Why is $\mathcal{PML}_0(S)$ compact?

I'm starting to study geodesic laminations on hyperbolic surfaces and in particular I'm focusing my attention on $\mathcal{PML}_0(S)$, the space of projective classes of measured geodesic laminations with compact support on the surface $S$. This space is compact (it is stated for example in the article "On Teichmueller’s metric and Thurston’s asymmetric metric on Teichmueller space" by Papadopoulos and Theret) but I can not find a proof of this fact.

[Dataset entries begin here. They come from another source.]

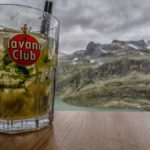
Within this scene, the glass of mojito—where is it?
[0,4,59,134]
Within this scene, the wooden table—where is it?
[0,111,150,150]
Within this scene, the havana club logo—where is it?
[3,24,44,66]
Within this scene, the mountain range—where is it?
[57,40,150,110]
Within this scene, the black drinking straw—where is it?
[40,0,53,35]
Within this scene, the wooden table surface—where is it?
[0,111,150,150]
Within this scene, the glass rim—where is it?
[0,3,60,26]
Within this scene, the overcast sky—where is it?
[0,0,150,53]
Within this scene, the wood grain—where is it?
[0,112,150,150]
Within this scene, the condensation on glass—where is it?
[0,4,59,134]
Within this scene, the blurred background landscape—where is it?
[0,0,150,111]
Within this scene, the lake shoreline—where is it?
[55,97,140,112]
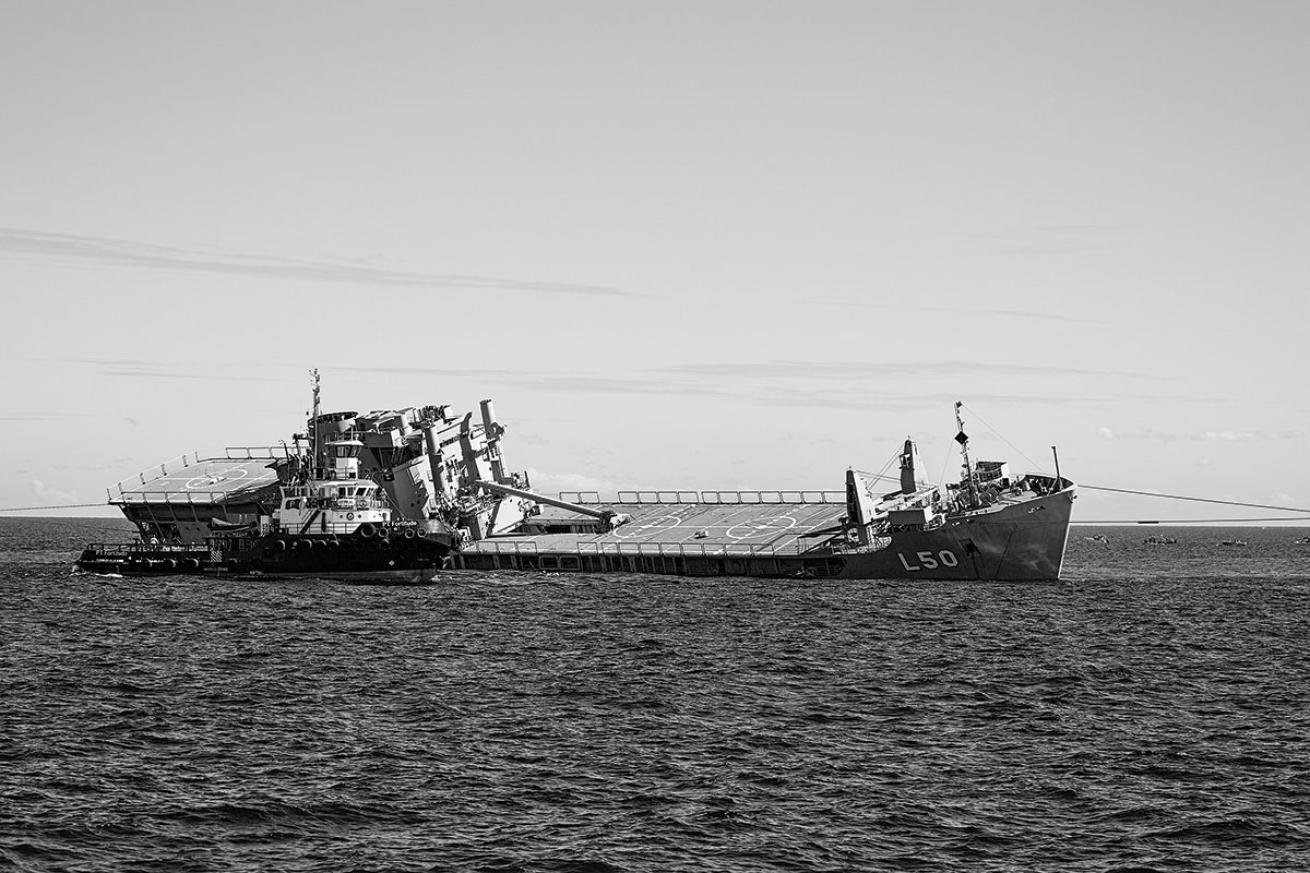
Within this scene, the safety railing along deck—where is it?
[559,489,846,506]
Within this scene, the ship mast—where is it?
[955,400,979,506]
[309,367,320,478]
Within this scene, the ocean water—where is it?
[0,519,1310,873]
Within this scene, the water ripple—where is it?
[0,520,1310,873]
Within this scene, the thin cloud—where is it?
[812,300,1115,325]
[0,228,643,298]
[1096,427,1307,443]
[654,360,1157,379]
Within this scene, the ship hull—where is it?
[76,532,452,583]
[841,489,1073,582]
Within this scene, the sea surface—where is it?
[0,519,1310,873]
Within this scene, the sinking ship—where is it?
[77,371,1076,582]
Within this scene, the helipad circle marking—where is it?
[183,467,250,492]
[726,515,796,540]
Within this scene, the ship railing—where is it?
[109,482,271,506]
[576,543,808,558]
[105,452,202,495]
[559,489,846,506]
[79,541,206,556]
[223,444,296,460]
[469,540,539,554]
[468,540,833,558]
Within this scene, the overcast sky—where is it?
[0,0,1310,520]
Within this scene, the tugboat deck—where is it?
[110,450,285,503]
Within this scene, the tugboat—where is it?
[76,371,457,582]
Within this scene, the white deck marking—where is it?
[726,515,796,540]
[185,467,250,492]
[613,515,683,540]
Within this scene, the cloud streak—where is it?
[812,300,1115,325]
[654,360,1154,379]
[0,228,643,298]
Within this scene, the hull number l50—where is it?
[896,549,960,573]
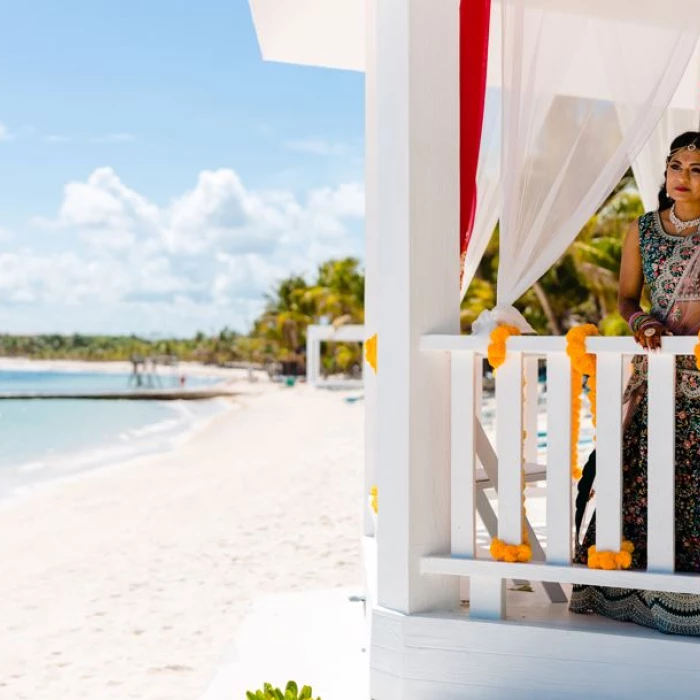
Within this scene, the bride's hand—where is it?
[634,321,673,352]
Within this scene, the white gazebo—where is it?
[250,0,700,700]
[306,324,365,389]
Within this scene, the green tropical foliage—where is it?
[0,180,643,366]
[461,176,644,335]
[246,681,321,700]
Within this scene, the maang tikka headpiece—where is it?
[666,141,700,161]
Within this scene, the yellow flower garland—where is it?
[487,326,520,370]
[365,333,377,374]
[488,326,532,563]
[588,540,634,571]
[369,486,379,513]
[566,323,598,481]
[566,323,636,571]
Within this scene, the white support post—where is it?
[647,353,676,574]
[306,326,318,386]
[596,352,622,552]
[362,0,380,540]
[450,352,476,559]
[378,0,459,614]
[547,353,571,566]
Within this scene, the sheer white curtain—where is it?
[475,0,700,332]
[461,87,501,299]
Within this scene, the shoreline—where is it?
[0,357,267,381]
[0,384,363,700]
[0,358,263,507]
[0,394,240,511]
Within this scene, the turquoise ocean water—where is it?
[0,370,226,499]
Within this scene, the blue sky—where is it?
[0,0,364,335]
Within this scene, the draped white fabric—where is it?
[461,88,501,299]
[495,2,698,330]
[621,108,700,211]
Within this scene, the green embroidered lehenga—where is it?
[570,212,700,635]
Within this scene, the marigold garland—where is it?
[369,486,379,513]
[488,340,532,563]
[487,325,520,370]
[365,333,377,374]
[566,323,598,481]
[588,540,634,571]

I've checked the uncompleted book "Closed curves on surfaces" by Bonahon: there it is proven that $\mathcal{PML}(S)$ (projective classes of measured geodesic laminations) is compact, but then I should prove that $\mathcal{PML}_0(S)$ is closed in $\mathcal{PML}(S)$ and I have no clues. So:

Is $\mathcal{PML}_0(S)$ closed in $\mathcal{PML}(S)$? Why?

Also, the proof of the compactness of $\mathcal{PML}(S)$ is given in a metric independent way (considering geodesic laminations as points in the boundary of the universal cover) which is less natural to me than the metric dependent fashion.

Can you provide me of a reference of a proof of the compactness of $\mathcal{PML}_0(S)$ in a metric dependent way?